Origins of the High Stability of an in vitro-selected Cold-shock Protein

In previous work, we had identified stabilized forms of the cold-shock protein Bs-CspB from Bacillus subtilis in a combinatorial library by an in vitro selection procedure. In this library, the sequence positions 2, 3, 46, 64, 66, and 67 had been randomized, because Bs-CspB differs from the naturally thermostable homolog Bc-Csp from Bacillus caldolyticus, among others, at these six positions. For the most stable selected variant, the midpoint of thermal unfolding (tM) increased by 28.2 deg. C and the Gibbs free energy of unfolding (ΔGD) by 19 kJ/mol.

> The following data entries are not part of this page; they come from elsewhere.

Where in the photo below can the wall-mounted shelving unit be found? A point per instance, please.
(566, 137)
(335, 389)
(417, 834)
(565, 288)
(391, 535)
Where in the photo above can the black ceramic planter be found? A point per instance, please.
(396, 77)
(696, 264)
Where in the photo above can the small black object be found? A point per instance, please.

Here, we analyzed by site-directed mutagenesis how the selected residues contribute individually to this strong stabilization. Val3 and Val66, which replace Glu3 and Glu66 of wild-type Bs-CspB, each contribute about 7 kJ/mol to stability, the Thr64Arg substitution contributes 4.5 kJ/mol, and 3.2 kJ/mol originate from the Ala46Leu replacement. Gly67 at the carboxy terminus is unimportant for stability, the Arg selected at position 2 is overall slightly destabilizing but improves the coulombic interactions. The best variant differs from Bc-Csp at all six positions; nevertheless, natural and in vitro selection followed similar principles. In both cases, negatively charged residues at the adjacent positions 3 and 66 are avoided, and a positively charged residue is introduced into this area of the protein surface. Its exact location is unimportant. It can be at position 3, as in the thermophilic Bc-Csp, or at positions 2 or 64, as in the most stable selected variant. These positively charged residues contribute to stability not by engaging in pairwise coulombic interactions with a specific carboxyl group, but by generally improving the charge distribution in this particular region of the protein surface. These coulombic effects contribute significantly to the thermostability of the cold-shock proteins. They are only weakly interdependent and best explained by the presence of a flexible ion network at the protein surface. Our results emphasize that surface positions are very good candidates for optimizing protein stability.